My dissertation, The Radical Midwest: African American Literature and Leftist Publishing in the Heartland, 1877–1940, highlights understudied sites of interracial literary activism. Decentering New York and Paris as the capitals of literary and political avant-gardes, I argue that Black migration to the Midwest over the late nineteenth and early twentieth centuries resulted in revolutionary political alliances that found cultural expression in underground presses. The stories of independent publishers in “minor” locations such as Cincinnati, St. Louis, and the Great Plains reveal that working-class writers and editors have used modest means to collaborate across the color line for a century and a half. My project examines the editorial and literary choices that Midwestern radicals made to facilitate these collaborations. Publishing what I call the “radical Midwest” entailed the racial and regional challenges of distributing literature across rural spaces, negotiating modal translations between oral and printed texts, and producing leftist writing that privileged the experiences of middle-American readers over political and aesthetic demands from Europe or Moscow.

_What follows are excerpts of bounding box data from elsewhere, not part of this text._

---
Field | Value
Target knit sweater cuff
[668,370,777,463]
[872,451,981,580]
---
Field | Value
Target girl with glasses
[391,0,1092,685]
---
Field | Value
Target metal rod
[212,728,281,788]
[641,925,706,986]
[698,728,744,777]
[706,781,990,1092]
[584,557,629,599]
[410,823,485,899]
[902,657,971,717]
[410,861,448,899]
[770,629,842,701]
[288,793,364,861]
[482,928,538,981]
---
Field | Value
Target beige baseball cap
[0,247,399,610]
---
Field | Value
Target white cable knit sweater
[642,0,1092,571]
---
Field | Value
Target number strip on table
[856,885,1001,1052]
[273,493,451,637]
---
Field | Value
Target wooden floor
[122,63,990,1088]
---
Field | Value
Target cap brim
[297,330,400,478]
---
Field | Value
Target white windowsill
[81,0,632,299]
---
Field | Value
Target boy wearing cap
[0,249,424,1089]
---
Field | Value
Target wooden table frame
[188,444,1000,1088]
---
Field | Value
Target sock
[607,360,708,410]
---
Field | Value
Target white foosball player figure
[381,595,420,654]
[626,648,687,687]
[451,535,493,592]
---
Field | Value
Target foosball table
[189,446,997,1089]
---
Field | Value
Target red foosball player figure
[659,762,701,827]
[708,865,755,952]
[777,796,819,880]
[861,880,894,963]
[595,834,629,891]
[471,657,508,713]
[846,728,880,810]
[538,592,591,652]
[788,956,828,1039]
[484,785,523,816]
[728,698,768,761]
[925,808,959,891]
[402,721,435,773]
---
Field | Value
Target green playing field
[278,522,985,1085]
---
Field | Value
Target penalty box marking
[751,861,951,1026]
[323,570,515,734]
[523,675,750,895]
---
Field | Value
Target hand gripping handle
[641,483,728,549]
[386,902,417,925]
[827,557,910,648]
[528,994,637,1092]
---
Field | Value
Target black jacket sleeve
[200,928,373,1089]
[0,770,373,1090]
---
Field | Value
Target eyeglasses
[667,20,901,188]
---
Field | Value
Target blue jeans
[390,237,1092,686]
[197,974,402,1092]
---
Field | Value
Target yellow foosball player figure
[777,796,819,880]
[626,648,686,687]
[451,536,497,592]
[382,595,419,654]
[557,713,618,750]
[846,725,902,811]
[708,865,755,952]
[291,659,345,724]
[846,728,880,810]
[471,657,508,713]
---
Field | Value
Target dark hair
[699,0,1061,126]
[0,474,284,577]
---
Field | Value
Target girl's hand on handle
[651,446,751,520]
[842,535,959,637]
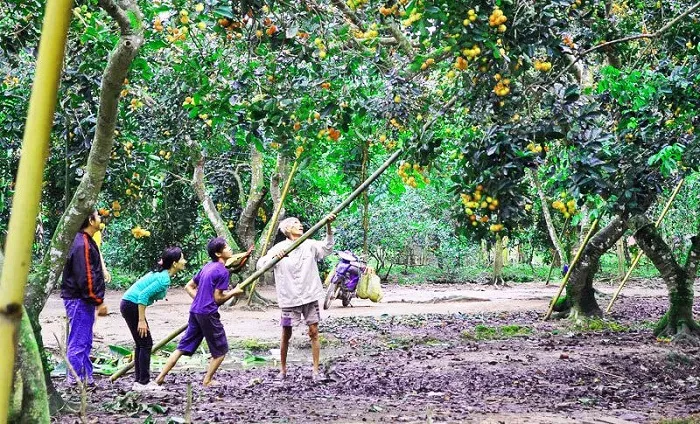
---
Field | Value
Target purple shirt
[190,262,228,314]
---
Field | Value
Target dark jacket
[61,231,105,305]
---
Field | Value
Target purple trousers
[63,299,95,384]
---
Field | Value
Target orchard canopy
[0,0,700,420]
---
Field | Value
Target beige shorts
[280,300,321,327]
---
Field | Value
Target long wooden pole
[248,159,299,306]
[544,218,569,286]
[544,218,598,320]
[605,179,685,314]
[0,0,73,424]
[110,149,404,381]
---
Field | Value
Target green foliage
[462,324,533,340]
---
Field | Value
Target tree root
[654,315,700,347]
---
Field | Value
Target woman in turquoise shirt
[120,247,187,390]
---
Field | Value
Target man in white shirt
[257,214,335,381]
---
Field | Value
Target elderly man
[257,214,335,381]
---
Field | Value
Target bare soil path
[42,280,700,424]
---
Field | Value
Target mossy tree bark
[554,216,627,319]
[631,216,700,345]
[22,0,144,411]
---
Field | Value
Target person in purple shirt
[156,237,244,386]
[61,210,107,384]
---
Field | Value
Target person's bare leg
[280,327,292,376]
[309,324,321,375]
[202,355,226,386]
[156,350,182,385]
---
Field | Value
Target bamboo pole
[544,218,598,320]
[605,178,685,314]
[109,324,187,382]
[0,0,73,424]
[248,158,299,306]
[544,218,569,286]
[110,150,403,381]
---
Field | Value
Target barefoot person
[61,210,107,384]
[257,214,335,380]
[119,247,187,391]
[156,237,249,386]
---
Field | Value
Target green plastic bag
[356,268,374,299]
[367,274,384,303]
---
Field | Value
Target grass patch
[231,339,279,352]
[659,415,700,424]
[570,318,630,333]
[462,324,533,340]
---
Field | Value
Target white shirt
[256,234,333,308]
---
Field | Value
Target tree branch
[554,2,700,81]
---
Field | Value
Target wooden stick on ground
[109,324,187,382]
[110,150,403,381]
[544,218,598,320]
[605,179,685,314]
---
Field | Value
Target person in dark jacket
[61,211,107,384]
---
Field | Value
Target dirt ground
[41,280,700,423]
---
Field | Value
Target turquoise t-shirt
[122,270,170,306]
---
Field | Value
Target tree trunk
[9,310,51,424]
[236,144,266,250]
[0,252,51,424]
[631,216,700,345]
[554,216,627,319]
[617,237,627,278]
[528,170,567,263]
[192,153,241,250]
[360,140,369,258]
[22,0,143,411]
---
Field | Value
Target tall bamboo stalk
[0,0,73,424]
[605,178,685,314]
[248,159,299,306]
[544,218,598,320]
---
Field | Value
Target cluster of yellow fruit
[165,27,189,43]
[318,127,340,141]
[314,38,328,59]
[420,57,435,71]
[460,184,503,233]
[112,200,122,218]
[379,134,396,150]
[552,193,576,219]
[153,16,164,32]
[462,9,477,26]
[199,113,213,127]
[493,74,510,97]
[352,24,379,40]
[397,162,430,188]
[562,34,576,50]
[345,0,367,10]
[401,9,423,27]
[131,225,151,238]
[379,3,406,16]
[535,60,552,72]
[129,98,143,111]
[454,56,469,71]
[489,7,508,32]
[462,45,481,59]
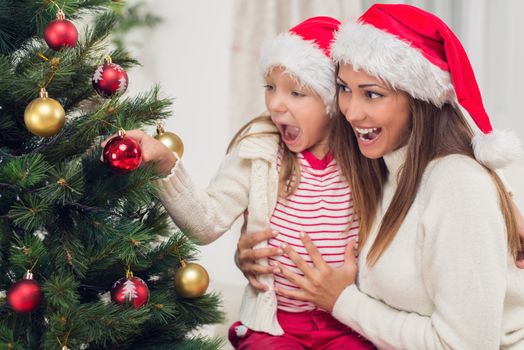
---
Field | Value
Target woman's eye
[366,91,383,100]
[337,83,351,92]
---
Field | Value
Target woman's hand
[276,234,357,312]
[235,230,282,292]
[101,130,177,175]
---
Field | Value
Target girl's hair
[332,95,520,266]
[226,111,300,198]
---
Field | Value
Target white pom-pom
[471,130,522,169]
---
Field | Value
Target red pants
[228,310,375,350]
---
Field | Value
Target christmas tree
[0,0,223,350]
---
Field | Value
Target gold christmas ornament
[155,125,184,158]
[175,260,209,299]
[24,88,65,137]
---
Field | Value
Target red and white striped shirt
[269,150,359,312]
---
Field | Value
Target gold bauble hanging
[175,260,209,299]
[24,88,65,137]
[155,125,184,158]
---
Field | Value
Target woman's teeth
[284,125,300,141]
[355,128,381,141]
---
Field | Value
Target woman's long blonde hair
[331,97,520,266]
[226,112,300,198]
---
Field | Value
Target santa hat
[260,16,340,112]
[332,4,522,169]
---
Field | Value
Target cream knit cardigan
[157,123,283,335]
[333,148,524,350]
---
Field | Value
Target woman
[239,5,524,349]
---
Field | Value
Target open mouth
[279,124,300,144]
[355,128,382,142]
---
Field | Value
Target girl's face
[265,67,329,158]
[337,64,411,159]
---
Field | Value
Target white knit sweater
[333,148,524,350]
[157,123,284,335]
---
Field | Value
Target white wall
[127,0,244,300]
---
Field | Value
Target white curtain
[229,0,524,204]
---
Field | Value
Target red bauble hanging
[7,271,42,314]
[44,10,78,51]
[111,273,149,309]
[102,130,142,173]
[91,56,129,98]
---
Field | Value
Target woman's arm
[102,130,251,244]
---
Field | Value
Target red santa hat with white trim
[331,4,522,169]
[260,16,340,113]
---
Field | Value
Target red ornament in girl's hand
[7,273,42,313]
[44,13,78,51]
[102,136,142,173]
[111,277,149,309]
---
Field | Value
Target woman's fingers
[279,244,315,279]
[274,263,309,300]
[300,232,327,271]
[344,238,358,265]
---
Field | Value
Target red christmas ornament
[7,271,42,313]
[92,56,129,98]
[102,130,142,173]
[111,273,149,309]
[44,10,78,51]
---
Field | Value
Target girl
[270,5,524,349]
[103,17,372,350]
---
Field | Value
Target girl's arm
[102,130,251,244]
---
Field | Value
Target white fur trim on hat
[471,130,522,169]
[331,22,456,107]
[260,33,336,113]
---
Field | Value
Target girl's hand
[101,130,177,175]
[235,230,282,292]
[275,234,357,312]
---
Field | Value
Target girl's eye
[337,83,351,92]
[366,91,384,100]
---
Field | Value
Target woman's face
[337,64,411,159]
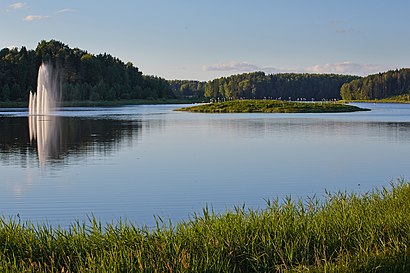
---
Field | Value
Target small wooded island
[177,100,370,113]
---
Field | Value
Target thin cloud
[24,15,50,22]
[203,62,259,72]
[56,8,77,13]
[7,2,26,11]
[202,62,393,76]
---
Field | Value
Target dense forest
[0,40,410,101]
[170,72,359,100]
[340,68,410,100]
[0,40,175,101]
[200,72,358,100]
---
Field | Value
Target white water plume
[28,63,61,165]
[28,63,60,115]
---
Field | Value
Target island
[176,100,370,113]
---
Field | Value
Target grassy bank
[0,181,410,272]
[178,100,368,113]
[341,93,410,103]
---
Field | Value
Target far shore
[0,98,410,108]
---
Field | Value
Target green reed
[0,180,410,272]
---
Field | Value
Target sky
[0,0,410,81]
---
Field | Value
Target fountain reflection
[28,115,64,166]
[0,115,142,167]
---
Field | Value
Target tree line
[199,72,358,100]
[340,68,410,100]
[0,40,410,101]
[0,40,175,101]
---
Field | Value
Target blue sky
[0,0,410,80]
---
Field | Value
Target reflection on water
[28,115,62,166]
[0,115,141,166]
[0,105,410,225]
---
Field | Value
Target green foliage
[168,80,205,99]
[0,181,410,273]
[0,40,175,101]
[199,72,358,100]
[178,100,368,113]
[340,68,410,100]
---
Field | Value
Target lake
[0,103,410,227]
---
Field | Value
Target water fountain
[28,63,60,115]
[28,63,61,165]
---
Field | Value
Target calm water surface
[0,104,410,226]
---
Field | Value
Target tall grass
[0,180,410,272]
[177,100,369,113]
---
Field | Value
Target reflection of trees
[0,116,141,166]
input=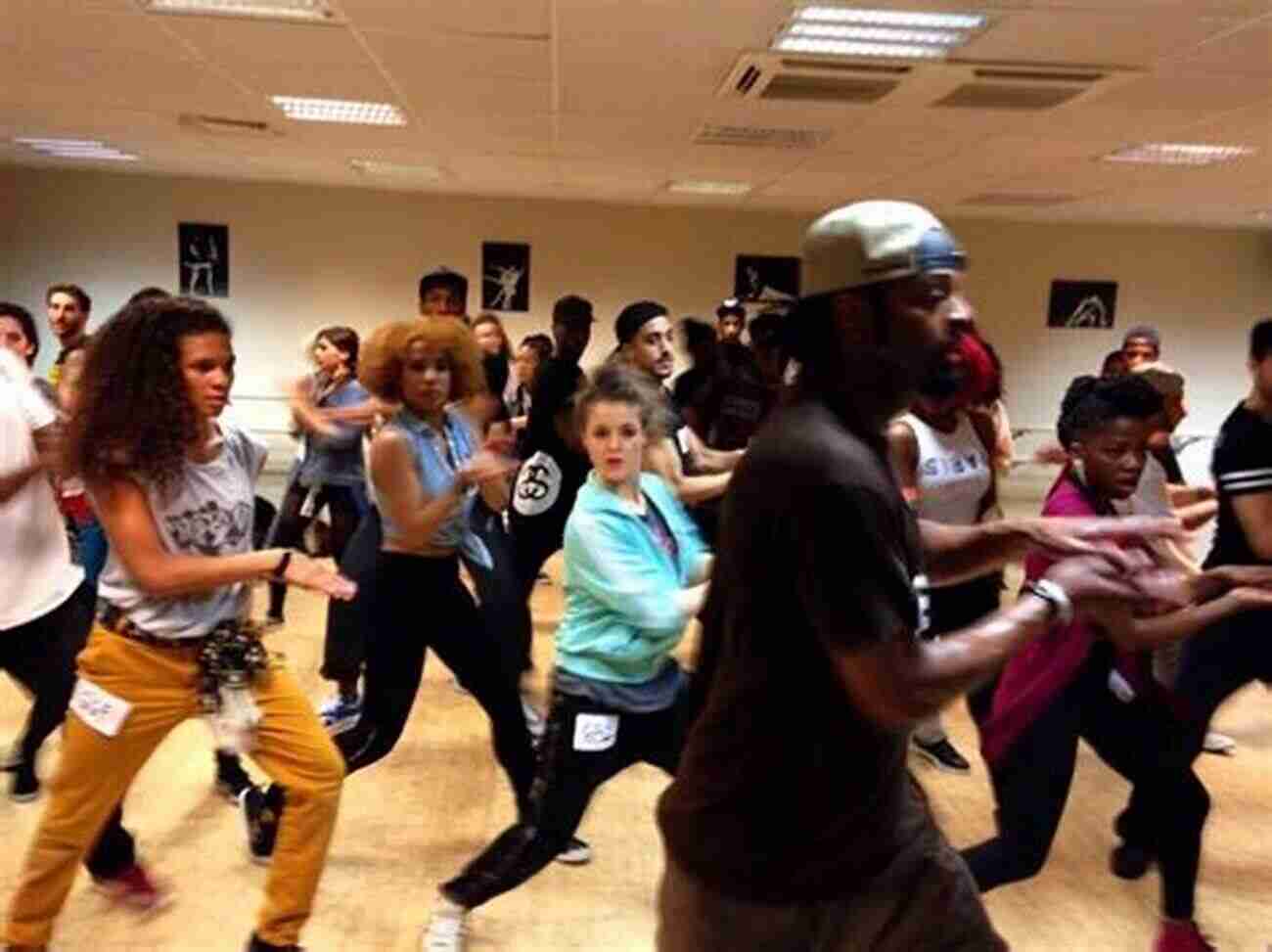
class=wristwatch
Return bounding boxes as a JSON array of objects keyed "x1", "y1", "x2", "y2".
[{"x1": 1024, "y1": 579, "x2": 1073, "y2": 625}]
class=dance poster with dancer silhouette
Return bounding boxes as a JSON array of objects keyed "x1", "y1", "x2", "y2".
[
  {"x1": 177, "y1": 221, "x2": 230, "y2": 297},
  {"x1": 1047, "y1": 281, "x2": 1116, "y2": 331},
  {"x1": 733, "y1": 254, "x2": 798, "y2": 306},
  {"x1": 480, "y1": 242, "x2": 530, "y2": 310}
]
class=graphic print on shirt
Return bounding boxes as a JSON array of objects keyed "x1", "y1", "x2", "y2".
[
  {"x1": 513, "y1": 449, "x2": 561, "y2": 516},
  {"x1": 911, "y1": 575, "x2": 932, "y2": 638},
  {"x1": 164, "y1": 499, "x2": 251, "y2": 555}
]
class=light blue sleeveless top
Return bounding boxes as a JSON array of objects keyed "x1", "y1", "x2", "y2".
[{"x1": 381, "y1": 407, "x2": 493, "y2": 568}]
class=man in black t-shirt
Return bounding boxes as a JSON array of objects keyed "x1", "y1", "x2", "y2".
[
  {"x1": 509, "y1": 294, "x2": 594, "y2": 598},
  {"x1": 658, "y1": 203, "x2": 1170, "y2": 952}
]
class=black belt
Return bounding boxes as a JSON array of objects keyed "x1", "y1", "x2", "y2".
[{"x1": 98, "y1": 605, "x2": 207, "y2": 651}]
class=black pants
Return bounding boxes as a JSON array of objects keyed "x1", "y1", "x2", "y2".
[
  {"x1": 270, "y1": 479, "x2": 365, "y2": 617},
  {"x1": 0, "y1": 581, "x2": 136, "y2": 880},
  {"x1": 335, "y1": 553, "x2": 534, "y2": 809},
  {"x1": 928, "y1": 572, "x2": 1002, "y2": 724},
  {"x1": 509, "y1": 498, "x2": 579, "y2": 671},
  {"x1": 1116, "y1": 611, "x2": 1272, "y2": 851},
  {"x1": 441, "y1": 691, "x2": 691, "y2": 909},
  {"x1": 319, "y1": 507, "x2": 385, "y2": 681},
  {"x1": 963, "y1": 646, "x2": 1209, "y2": 919},
  {"x1": 465, "y1": 498, "x2": 538, "y2": 681}
]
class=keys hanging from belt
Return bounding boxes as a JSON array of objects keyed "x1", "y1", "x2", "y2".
[{"x1": 199, "y1": 621, "x2": 270, "y2": 753}]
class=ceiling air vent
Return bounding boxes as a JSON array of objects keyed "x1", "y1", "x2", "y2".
[
  {"x1": 719, "y1": 54, "x2": 912, "y2": 106},
  {"x1": 177, "y1": 113, "x2": 281, "y2": 137},
  {"x1": 959, "y1": 192, "x2": 1077, "y2": 208},
  {"x1": 932, "y1": 68, "x2": 1104, "y2": 110},
  {"x1": 694, "y1": 122, "x2": 831, "y2": 149}
]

Through archival research and close textual analysis, I chart a previously unidentified network of Black and white literary radicals. Central figures and publications include orator Peter H. Clark and the socialist Emancipator newspaper, the vanity presses of novelists Sutton E. Griggs and Oscar Micheaux, the cooperatively owned publishing houses of Charles H. Kerr and Pauline Hopkins, and Jack Conroy’s Anvil/New Anvil, Communist-aligned literary magazines that published Richard Wright, Gwendolyn Brooks, and Langston Hughes. By establishing small presses as major sites of Midwestern literary history, I challenge the scholarly assumption of de facto segregation in heartland radicalism and reassert the importance of regional print cultures to the international success of Wright and Brooks.
 
Mark Blanc is a graduate student in the English department at Washington University in St. Louis.